Friday, April 15, 2005 | 8:47 a.m.
For the second time in as many weeks, the Clark County School Board voted Thursday to reject a request for charter school sponsorship on the grounds that a private, out-of-state company appeared to be the driving force behind the application.
Clark Nevada Charter School supporters say they want to open an elementary school to serve minority students in an economically depressed area of western Las Vegas, employing Imagine Schools Inc., a Florida-based company, to operate the program. Imagine Schools, a private, for-profit education management company, has charter schools operating in nine states.
Nevada statute requires that local community members make up the governing body of charter schools and be directly involved in the application process. Charter schools may contract with outside companies, both for-profit and non-profit, for services, but must retain overall control.
In a 6-1 vote, with member Shirley Barber dissenting, the School Board accepted the recommendation of district staff members to reject the application.
Members of the district's charter school review team raised several concerns in a memo including that "Information, responses to questions and revisions to the application were provided solely by the contact person from the education management organization (Imagine Schools)."
On the company's Web site, Imagine Schools describes its programs as offering "strong moral development in a nuturing and orderly learning environment."

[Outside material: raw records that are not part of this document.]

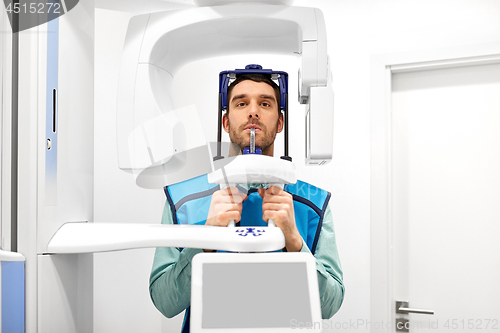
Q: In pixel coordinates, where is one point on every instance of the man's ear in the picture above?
(280, 123)
(225, 122)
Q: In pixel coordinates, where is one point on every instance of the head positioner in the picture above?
(225, 79)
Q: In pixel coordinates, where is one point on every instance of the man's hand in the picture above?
(278, 205)
(226, 205)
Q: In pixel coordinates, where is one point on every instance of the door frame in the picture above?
(382, 307)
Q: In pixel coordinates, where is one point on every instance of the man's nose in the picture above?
(253, 110)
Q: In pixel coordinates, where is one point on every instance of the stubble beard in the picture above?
(240, 138)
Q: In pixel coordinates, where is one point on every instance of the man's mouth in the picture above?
(249, 127)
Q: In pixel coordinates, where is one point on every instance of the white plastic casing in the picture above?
(103, 237)
(319, 126)
(254, 169)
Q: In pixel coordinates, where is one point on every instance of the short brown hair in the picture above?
(256, 78)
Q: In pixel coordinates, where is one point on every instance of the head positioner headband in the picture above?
(226, 76)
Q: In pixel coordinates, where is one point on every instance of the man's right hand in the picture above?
(226, 205)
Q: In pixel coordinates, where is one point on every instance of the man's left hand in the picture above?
(278, 205)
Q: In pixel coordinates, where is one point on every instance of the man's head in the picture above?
(253, 101)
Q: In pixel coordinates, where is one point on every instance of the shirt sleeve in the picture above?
(170, 280)
(330, 277)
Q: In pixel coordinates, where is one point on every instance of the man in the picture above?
(302, 211)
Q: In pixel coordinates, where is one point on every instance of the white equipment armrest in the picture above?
(102, 237)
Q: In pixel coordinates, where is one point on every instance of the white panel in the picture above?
(74, 126)
(446, 189)
(65, 297)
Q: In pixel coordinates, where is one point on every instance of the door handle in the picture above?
(403, 307)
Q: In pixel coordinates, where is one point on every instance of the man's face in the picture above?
(253, 104)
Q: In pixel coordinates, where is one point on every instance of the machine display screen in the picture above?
(255, 295)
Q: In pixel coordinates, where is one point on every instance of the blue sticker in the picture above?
(250, 231)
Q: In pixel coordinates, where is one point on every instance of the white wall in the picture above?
(357, 29)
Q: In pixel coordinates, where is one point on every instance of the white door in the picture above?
(445, 198)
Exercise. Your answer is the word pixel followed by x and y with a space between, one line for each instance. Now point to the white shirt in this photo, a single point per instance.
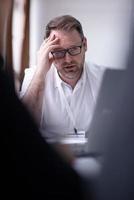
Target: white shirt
pixel 64 109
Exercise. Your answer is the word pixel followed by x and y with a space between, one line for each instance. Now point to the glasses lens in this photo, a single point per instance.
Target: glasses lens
pixel 74 50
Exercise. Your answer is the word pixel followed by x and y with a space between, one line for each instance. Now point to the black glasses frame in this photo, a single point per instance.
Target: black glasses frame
pixel 63 52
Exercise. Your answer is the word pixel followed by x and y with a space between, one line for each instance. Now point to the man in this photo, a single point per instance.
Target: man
pixel 61 91
pixel 30 167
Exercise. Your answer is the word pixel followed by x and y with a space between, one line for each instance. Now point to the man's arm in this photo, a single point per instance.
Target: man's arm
pixel 33 97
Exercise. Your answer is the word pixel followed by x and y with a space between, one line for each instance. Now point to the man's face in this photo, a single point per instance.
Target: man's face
pixel 70 66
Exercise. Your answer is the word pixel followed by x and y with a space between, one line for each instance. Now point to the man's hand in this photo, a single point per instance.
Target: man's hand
pixel 44 57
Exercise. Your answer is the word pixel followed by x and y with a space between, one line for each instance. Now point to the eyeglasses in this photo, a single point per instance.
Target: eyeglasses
pixel 73 51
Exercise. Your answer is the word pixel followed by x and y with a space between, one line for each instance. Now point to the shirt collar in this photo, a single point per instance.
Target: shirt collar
pixel 58 81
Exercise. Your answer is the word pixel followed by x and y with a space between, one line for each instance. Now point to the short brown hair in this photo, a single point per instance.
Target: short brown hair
pixel 65 23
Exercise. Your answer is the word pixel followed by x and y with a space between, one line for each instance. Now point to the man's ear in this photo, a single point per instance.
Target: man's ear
pixel 85 43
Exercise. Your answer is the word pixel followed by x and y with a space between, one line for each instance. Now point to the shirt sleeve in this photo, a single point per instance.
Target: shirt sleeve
pixel 28 75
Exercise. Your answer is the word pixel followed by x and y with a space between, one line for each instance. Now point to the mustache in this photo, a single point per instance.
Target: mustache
pixel 66 64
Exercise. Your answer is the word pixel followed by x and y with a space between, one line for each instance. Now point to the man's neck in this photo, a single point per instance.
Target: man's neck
pixel 71 81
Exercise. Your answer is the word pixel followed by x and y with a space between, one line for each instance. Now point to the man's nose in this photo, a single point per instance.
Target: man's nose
pixel 68 57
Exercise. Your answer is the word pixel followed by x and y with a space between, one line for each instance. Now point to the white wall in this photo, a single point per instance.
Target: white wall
pixel 105 24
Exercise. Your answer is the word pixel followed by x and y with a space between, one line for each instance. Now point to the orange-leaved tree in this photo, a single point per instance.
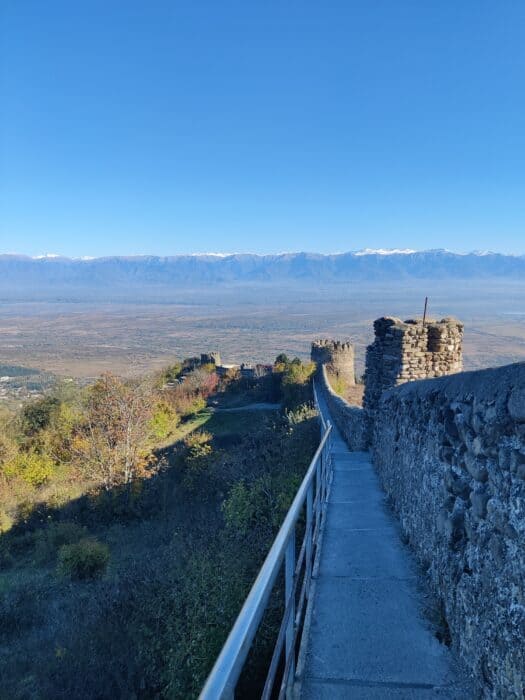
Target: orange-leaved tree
pixel 115 444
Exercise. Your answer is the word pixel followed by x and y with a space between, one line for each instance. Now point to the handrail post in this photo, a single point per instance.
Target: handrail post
pixel 289 600
pixel 309 534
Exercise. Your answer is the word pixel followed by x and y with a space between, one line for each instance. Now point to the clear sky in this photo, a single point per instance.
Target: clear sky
pixel 261 125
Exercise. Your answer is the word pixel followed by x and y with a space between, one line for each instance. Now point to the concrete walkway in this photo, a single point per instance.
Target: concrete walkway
pixel 367 636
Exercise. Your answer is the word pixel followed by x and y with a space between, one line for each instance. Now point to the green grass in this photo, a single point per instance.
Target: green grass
pixel 220 424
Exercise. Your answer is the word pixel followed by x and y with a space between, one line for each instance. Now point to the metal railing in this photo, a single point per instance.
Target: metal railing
pixel 309 501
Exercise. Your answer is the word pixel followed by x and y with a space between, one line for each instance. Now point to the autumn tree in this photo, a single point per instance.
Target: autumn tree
pixel 115 444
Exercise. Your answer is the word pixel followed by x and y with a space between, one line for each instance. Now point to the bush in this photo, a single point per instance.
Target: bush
pixel 37 415
pixel 55 535
pixel 164 421
pixel 87 559
pixel 34 468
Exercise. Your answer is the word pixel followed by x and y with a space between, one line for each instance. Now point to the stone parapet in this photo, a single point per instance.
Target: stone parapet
pixel 450 453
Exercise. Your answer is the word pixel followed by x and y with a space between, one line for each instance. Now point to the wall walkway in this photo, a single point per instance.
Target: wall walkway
pixel 368 636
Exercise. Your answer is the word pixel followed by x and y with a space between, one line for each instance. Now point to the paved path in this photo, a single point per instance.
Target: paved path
pixel 368 637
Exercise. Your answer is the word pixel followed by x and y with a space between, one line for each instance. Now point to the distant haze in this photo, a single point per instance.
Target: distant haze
pixel 133 278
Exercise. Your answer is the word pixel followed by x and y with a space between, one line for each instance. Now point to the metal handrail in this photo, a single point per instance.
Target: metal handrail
pixel 310 497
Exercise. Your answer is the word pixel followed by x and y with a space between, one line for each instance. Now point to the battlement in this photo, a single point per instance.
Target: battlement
pixel 405 351
pixel 337 355
pixel 211 358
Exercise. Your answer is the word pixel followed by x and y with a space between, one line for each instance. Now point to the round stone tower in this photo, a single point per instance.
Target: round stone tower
pixel 337 355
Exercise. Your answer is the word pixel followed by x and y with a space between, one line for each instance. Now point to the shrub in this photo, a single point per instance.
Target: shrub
pixel 87 559
pixel 37 415
pixel 164 421
pixel 34 468
pixel 198 457
pixel 55 535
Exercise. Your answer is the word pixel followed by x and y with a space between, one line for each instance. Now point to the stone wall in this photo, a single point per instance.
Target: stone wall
pixel 451 455
pixel 349 419
pixel 338 356
pixel 410 350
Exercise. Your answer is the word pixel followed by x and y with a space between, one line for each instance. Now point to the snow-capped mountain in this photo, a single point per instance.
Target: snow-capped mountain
pixel 52 273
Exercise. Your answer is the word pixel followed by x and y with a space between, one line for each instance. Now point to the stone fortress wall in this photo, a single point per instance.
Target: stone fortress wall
pixel 338 356
pixel 450 452
pixel 404 351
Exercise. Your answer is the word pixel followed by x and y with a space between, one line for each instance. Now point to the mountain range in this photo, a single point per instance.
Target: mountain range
pixel 51 274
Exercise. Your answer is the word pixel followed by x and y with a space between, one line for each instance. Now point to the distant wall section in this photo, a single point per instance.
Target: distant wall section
pixel 451 455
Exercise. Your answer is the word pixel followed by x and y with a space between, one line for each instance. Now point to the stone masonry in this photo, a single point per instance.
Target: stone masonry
pixel 338 357
pixel 407 351
pixel 450 453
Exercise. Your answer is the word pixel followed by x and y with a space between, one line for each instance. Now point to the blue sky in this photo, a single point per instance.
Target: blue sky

Mel Davis, a blackjack dealer at Harrah's and member of 100 Black Men, said his group began discussing the idea of starting a charter school after tutoring students at three elementary schools in a predominantly black area near Bonanza Road and Martin Luther King Boulevard.
"They (Imagine Schools) were introduced to us and we felt it would be a good fit," Davis said. "They would meet our kids' needs and challenge them in the way they need to be challenged."
The proposed arrangement between the community group and Imagine Schools appears to violate state statute, which prohibits automatic renewals in contracts between charter school governing bodies and management companies. District officials said their repeated requests that the clause be removed from the contract were not followed.
"The governing body needs to retain the authority to fire the education management organization anytime they want to," said Tom McCormack, charter schools consultant for the Nevada Department of Education.
At their March 31 meeting, School Board members rejected an application from the Nevada Strict Discipline Academy for charter school sponsorship, citing concerns about the involvement of a Michigan-based education management organization.
Organizers of the the academy said their charter school plans were not contingent on the involvement of the Michigan organization and they would likely re-work and re-submit their application.
Vickie Frazier-Williams, vice president of business development for Imagine Schools, addressed the School Board at Thursday's meeting. Following the vote Frazier-Williams and Davis both said they planned to reapply to the district for sponsorship within 30 days.